Dos bispos e da tirania

Quem acreditou na moderação do episcopado, equivocou-se.

Comentários

Anónimo disse…
Quando falarem em latim, nem se liga ao que dizem, porque ninguém os compreende. E agora, de padres casados, nada. Ainda bem que não se reproduzem, senão seria necessário um referendo para abortar as mães deles.
Camisa Azul disse…
Finalmente a igreja está a libertar-se das amarras do politicamente correcto.
Acho que até vou começar a ir à missa.
Anónimo disse…
Será a jornalista Fernanda Câncio a fonte motivacional do referendo instituído pelo Eng.º Socrates?

Esperemos que não porque caso contrário teremos para breve outro referendo á legalização de casamento entre homosexuais que a mesma tanto protege!
De facto quando se permitem abortos com 24 meses (vidé F. Câncio), estamos sujeitos a abortos de todas as idades que é o que me acontece no meu mister.

24 anos, 48 anos etc, e ainda bem que não são números ímpares.
Anónimo disse…
Espero que os padres gays, não casem uns com os outros...pelo andar da carruagem, nunca se sabe.
Ah, espero também que não queiram adoptar, seria a loucura total.

Tudo é possível...
e-pá! disse…
Ao ouvir o presidente da Conferência Episcopal, D. Jorge Ortiga, tive a sensação que os bispos portugueses tinham migrado para um outro Mundo, etéreo, onde se brinca, onde se graceja inocentemente...

“a malícia intrínseca de todo o aborto provocado”,...

Disse mesmo "malícia"?.
Qualificou de "intrínseca"?

Sem malícia, posso perguntar se conhece alguma mulher que na penosa e traumamtizante decisão de interromper uma gravidez o faça por "malícia"?

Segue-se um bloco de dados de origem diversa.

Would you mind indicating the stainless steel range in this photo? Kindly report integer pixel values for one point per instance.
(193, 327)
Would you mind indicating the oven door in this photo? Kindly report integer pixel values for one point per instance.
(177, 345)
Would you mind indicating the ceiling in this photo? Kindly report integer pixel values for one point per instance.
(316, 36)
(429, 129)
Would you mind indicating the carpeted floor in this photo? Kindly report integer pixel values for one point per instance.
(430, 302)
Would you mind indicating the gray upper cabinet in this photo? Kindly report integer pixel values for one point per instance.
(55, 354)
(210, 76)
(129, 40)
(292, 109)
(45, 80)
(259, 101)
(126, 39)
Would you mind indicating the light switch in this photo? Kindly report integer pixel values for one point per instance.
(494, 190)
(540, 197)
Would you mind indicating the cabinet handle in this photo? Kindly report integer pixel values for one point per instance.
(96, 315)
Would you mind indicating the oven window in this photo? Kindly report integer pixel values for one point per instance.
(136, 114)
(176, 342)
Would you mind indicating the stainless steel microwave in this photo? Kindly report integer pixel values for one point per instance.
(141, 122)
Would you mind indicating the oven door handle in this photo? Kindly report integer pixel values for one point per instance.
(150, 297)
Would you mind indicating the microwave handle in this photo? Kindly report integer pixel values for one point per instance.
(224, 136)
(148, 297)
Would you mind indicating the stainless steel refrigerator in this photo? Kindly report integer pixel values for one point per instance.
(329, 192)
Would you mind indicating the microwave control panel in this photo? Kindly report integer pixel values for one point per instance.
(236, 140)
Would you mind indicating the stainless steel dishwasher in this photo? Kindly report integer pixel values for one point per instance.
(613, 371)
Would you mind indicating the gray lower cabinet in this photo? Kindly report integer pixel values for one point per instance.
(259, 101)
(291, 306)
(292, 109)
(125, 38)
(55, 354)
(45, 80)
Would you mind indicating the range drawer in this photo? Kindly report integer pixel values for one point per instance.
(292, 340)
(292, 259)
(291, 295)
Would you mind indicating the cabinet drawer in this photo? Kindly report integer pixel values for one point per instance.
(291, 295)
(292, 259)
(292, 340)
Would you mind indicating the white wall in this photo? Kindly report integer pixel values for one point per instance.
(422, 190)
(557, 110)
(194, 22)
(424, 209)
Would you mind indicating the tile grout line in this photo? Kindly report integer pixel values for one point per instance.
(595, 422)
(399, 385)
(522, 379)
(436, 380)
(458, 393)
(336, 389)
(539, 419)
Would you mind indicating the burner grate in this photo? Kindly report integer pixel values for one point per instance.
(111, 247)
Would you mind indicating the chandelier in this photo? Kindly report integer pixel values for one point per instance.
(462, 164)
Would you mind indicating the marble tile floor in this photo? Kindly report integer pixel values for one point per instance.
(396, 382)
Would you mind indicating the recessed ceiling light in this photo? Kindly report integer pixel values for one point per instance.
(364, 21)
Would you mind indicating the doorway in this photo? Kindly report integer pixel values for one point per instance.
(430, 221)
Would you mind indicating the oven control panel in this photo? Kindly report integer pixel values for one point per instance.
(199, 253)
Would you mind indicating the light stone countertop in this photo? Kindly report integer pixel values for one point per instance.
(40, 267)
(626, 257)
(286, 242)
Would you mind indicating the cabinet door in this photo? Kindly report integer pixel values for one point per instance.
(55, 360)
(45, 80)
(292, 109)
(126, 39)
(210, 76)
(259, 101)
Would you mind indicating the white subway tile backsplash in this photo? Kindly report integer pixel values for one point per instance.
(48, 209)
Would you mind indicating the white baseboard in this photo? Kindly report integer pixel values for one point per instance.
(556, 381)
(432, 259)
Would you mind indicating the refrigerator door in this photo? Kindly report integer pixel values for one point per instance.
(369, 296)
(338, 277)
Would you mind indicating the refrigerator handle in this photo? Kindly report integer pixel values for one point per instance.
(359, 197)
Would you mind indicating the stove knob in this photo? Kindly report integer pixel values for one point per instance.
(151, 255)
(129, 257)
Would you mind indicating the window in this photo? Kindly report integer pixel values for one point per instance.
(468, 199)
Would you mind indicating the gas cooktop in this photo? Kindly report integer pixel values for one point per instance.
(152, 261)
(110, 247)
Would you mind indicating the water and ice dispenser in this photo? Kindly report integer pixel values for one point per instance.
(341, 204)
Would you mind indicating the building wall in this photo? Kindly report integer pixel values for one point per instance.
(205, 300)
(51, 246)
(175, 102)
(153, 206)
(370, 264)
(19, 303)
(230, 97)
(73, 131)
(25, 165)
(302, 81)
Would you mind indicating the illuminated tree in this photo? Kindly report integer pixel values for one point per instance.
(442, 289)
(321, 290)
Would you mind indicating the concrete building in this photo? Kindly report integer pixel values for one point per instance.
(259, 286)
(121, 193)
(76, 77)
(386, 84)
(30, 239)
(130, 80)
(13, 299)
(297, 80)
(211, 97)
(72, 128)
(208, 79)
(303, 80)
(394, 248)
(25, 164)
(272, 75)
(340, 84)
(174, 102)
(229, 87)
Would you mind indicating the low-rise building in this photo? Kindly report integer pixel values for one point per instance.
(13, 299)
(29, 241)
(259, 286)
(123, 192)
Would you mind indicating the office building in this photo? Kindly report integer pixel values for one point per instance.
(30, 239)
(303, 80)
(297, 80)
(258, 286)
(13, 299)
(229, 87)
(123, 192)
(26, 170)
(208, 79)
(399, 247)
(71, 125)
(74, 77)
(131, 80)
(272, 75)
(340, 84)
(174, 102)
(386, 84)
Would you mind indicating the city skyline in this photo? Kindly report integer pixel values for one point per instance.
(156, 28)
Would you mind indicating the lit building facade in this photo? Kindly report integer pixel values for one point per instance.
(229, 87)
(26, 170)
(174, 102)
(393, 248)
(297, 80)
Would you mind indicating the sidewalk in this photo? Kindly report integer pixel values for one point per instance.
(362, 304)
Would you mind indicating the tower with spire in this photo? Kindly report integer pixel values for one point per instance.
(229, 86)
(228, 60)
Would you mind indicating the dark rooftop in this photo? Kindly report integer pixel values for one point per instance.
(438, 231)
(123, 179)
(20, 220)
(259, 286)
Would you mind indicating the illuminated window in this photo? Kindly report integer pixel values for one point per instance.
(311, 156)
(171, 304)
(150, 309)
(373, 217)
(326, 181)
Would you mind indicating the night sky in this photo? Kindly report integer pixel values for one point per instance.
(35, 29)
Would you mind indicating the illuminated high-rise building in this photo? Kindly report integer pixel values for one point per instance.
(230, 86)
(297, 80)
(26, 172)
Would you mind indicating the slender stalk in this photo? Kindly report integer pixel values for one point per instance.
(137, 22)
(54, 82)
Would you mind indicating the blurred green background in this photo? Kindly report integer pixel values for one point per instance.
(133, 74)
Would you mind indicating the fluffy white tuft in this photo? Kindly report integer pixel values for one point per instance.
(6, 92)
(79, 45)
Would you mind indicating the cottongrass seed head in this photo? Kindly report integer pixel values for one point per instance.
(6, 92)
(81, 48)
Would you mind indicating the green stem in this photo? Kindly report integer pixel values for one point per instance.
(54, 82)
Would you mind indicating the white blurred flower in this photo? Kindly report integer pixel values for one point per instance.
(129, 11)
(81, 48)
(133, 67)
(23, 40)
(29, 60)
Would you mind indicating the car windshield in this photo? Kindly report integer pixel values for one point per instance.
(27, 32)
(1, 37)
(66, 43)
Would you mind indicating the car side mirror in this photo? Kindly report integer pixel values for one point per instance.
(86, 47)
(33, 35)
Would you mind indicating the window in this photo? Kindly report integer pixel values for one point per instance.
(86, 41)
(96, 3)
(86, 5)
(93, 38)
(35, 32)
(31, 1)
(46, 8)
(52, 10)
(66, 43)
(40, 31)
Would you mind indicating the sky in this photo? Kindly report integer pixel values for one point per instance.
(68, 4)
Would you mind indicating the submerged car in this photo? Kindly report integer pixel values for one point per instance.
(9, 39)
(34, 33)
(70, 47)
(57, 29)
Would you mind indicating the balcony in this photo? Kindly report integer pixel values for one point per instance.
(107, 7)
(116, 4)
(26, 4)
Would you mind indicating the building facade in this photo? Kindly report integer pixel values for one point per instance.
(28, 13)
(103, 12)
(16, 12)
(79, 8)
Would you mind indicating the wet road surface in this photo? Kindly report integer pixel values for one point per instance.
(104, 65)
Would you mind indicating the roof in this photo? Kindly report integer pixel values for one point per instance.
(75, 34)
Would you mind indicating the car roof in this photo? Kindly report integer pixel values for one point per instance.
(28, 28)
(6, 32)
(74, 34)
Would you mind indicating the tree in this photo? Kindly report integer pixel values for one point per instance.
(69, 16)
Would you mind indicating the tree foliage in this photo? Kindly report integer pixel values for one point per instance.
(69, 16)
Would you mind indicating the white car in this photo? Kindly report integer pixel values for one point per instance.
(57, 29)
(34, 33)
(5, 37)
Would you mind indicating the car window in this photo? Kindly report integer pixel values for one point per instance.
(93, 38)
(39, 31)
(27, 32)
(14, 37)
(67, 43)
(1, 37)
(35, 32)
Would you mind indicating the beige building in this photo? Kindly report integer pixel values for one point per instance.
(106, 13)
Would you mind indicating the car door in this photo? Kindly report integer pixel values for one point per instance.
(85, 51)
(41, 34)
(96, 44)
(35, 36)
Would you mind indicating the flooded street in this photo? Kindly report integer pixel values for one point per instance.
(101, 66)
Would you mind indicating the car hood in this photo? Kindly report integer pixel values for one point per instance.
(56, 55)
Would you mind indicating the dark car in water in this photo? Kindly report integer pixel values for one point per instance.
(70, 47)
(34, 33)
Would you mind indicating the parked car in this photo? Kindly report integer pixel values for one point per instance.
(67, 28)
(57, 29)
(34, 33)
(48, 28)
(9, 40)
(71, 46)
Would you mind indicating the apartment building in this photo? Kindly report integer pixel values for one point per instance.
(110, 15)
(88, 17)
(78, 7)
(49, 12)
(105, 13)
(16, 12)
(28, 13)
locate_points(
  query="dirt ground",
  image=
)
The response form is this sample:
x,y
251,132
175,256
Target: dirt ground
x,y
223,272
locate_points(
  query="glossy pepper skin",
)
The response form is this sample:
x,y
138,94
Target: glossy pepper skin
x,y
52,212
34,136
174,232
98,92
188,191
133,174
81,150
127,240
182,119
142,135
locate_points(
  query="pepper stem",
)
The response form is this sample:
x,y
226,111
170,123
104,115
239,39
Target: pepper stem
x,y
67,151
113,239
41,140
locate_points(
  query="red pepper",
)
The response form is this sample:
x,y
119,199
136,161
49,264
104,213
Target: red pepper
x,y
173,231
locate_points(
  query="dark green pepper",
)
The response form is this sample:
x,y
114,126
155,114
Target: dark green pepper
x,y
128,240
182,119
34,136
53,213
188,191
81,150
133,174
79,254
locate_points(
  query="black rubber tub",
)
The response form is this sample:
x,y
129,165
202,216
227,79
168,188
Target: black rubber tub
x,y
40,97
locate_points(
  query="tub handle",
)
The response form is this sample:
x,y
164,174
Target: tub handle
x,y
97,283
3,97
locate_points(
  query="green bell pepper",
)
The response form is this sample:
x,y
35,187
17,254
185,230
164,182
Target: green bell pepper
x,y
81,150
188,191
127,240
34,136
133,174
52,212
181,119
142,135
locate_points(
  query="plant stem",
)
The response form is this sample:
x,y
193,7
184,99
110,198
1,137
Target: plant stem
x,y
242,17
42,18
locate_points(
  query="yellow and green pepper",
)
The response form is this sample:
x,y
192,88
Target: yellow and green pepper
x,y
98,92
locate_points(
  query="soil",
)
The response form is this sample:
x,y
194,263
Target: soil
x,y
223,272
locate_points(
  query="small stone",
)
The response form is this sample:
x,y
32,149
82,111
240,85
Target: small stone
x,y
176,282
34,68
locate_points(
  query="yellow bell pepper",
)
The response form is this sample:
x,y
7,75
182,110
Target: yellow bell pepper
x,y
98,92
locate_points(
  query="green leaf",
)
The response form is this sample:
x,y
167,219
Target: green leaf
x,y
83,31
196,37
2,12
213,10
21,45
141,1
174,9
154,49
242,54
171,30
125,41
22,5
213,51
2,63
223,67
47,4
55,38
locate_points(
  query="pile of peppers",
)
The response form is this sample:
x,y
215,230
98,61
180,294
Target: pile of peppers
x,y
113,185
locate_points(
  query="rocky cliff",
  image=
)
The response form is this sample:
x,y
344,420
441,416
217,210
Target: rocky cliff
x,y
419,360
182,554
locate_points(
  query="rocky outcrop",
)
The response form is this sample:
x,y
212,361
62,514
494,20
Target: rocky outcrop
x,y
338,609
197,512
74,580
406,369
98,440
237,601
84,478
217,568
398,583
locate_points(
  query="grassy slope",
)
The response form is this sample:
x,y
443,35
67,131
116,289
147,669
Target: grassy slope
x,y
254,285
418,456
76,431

Quando qualifica de "intrínseca" quer que o intrepretemos como tendo deixado de acreditar no Homem e na Mulher?

Seguem-se interpretações escolásticas/semânticas sobre o significado de "malícia", como seja:
1 - inclinação para interpretar mal, para julgar, agir ou pronunciar-se sobre os outros com maldade ou má intenção; má indole.
2 - dissimulação, manha, astúcia.
3 - inteligência ou esperteza própria do que tem disposição natural para fazer ou praticar o mal.
4 - Interpretação em sentido maldoso, satírico ou licencioso...

A Igreja Católica Romana desde Ratisbona que tem dificuldade em dar sentido aos seus conceitos ou preconceitos.


Salvo o devido respeito por V.as Exas Reverendíssimas tal asserção é uma manifesta - BREJEIRICE.
Anónimo disse…
“O que mais preocupa não é o grito dos violentos, nem dos corruptos,
nem dos desonestos,
nem dos sem caráter, nem dos sem ética.
O que mais preocupa é o silêncio dos bons!"
Martin Luther King
Quem sabe o País acorde…

Este governo usa a ditadura como bandeira... onde estão os homens da verdadeira esquerda???? Por favor e a bem do País.. ACORDEM!
Anónimo disse…
Mas o que é isto?!
Quando a gente pensa que a Igreja Católica se conformou definitivamente com a separação entre a Igreja e o século, entre a lei divina e a lei humana, entre deus e césar, logo há-de vir um bispo de antanho estragar tudo. Agora é o arcebispo de Braga que nega ao «poder constituído» (isto é ao Estado) o poder de despenalizar o aborto, porque este é um crime «por natureza».
Já houve um tempo divinocrático, em que a Igreja tinha o poder de decretar o que era crime, e entre os tais "crimes naturais" encontravam-se o judaísmo e todas as demais "heresias", a feitiçaria, a sodomia, a blasfémia, etc. etc. Só que num Estado soberano na ordem temporal -- em que a Igreja só é competente na esfera religiosa --, e além disso democrático, quem define os crimes são os órgãos legislativos competentes ou os cidadãos, directamente (em qualquer caso, nos limites da Constituição, que não proíbe a descriminalização do aborto).
A aceitação desse "poder constituído" faz parte naturalmente dos deveres de todos os cidadãos, incluindo os bispos. Fulmine a Igreja o aborto com as armas que tem, se assim o entender. Mas respeite, como é sua obrigação, a liberdade do poder civil no exercício das suas atribuições. É assim tão difícil?!